Man, March is such a weirdo. I was on a 2-mile (had to throw that in there in case any of you who don’t walk two miles would be totally impressed with me. but if you’re more like a 10-mile walker, ignore. and stop laughing.) with my dog today and I was in and out and in and out of being chilly and warm and chilly and warm and warm and chilly.
Hey March? I have an idea: WARM.
Shrimp Pad Thai:
What it took for 2: (from Cooking Light)
* 7 oz flat rice noodles
* 2 Tbs. brown sugar
* 2 Tbs. soy sauce
* 1 Tbs. fish sauce
* 2 Tbs. fresh lime juice
* 1 Tbs. sriracha or chili garlic sauce
* 3 Tbs. canola oil
* 1 cup scallions, cut into 2-inch pieces
* 12 large frozen shrimp, thawed, peeled and deveined
* 5 cloves garlic, minced
* 1 cup fresh bean sprouts
* 1/4th cup unsalted peanuts, chopped
* fresh cilantro for garnish
Cook the noodles according to the package, then drain. Set aside.
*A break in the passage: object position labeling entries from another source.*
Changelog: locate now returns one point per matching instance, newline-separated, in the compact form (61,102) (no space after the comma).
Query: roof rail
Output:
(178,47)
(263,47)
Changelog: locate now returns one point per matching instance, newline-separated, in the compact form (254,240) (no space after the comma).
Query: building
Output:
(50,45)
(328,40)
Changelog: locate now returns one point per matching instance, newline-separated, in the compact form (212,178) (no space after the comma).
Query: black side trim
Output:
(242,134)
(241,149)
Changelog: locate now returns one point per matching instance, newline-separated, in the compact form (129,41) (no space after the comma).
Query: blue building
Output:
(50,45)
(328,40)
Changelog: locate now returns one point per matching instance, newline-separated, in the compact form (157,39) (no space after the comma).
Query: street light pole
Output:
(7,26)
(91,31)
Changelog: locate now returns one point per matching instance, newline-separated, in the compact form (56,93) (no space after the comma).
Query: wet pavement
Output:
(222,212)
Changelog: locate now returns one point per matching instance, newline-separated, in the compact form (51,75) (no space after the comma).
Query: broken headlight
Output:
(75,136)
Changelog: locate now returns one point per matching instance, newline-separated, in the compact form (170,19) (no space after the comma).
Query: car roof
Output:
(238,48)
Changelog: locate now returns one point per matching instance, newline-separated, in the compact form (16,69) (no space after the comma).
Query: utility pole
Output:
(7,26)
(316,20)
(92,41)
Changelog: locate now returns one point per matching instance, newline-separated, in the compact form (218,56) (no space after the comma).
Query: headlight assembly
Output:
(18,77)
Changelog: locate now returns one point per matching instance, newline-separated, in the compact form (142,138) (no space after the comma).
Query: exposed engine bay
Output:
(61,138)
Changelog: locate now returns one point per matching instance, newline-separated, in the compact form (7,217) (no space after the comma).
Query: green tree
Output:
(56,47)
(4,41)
In a small bowl, combine brown sugar, soy, fish sauce, lime juice and chili sauce.
Heat a large skillet over medium-high. Add the oil to the pan. Add the scallions, shrimp and minced garlic. Stir-fry roughly 2 minutes, until shrimp is done. Add the cooked noodles and stir to toss. Add the sauce and toss to combine.
Serve each plate topped with chopped peanuts, bean sprouts and cilantro.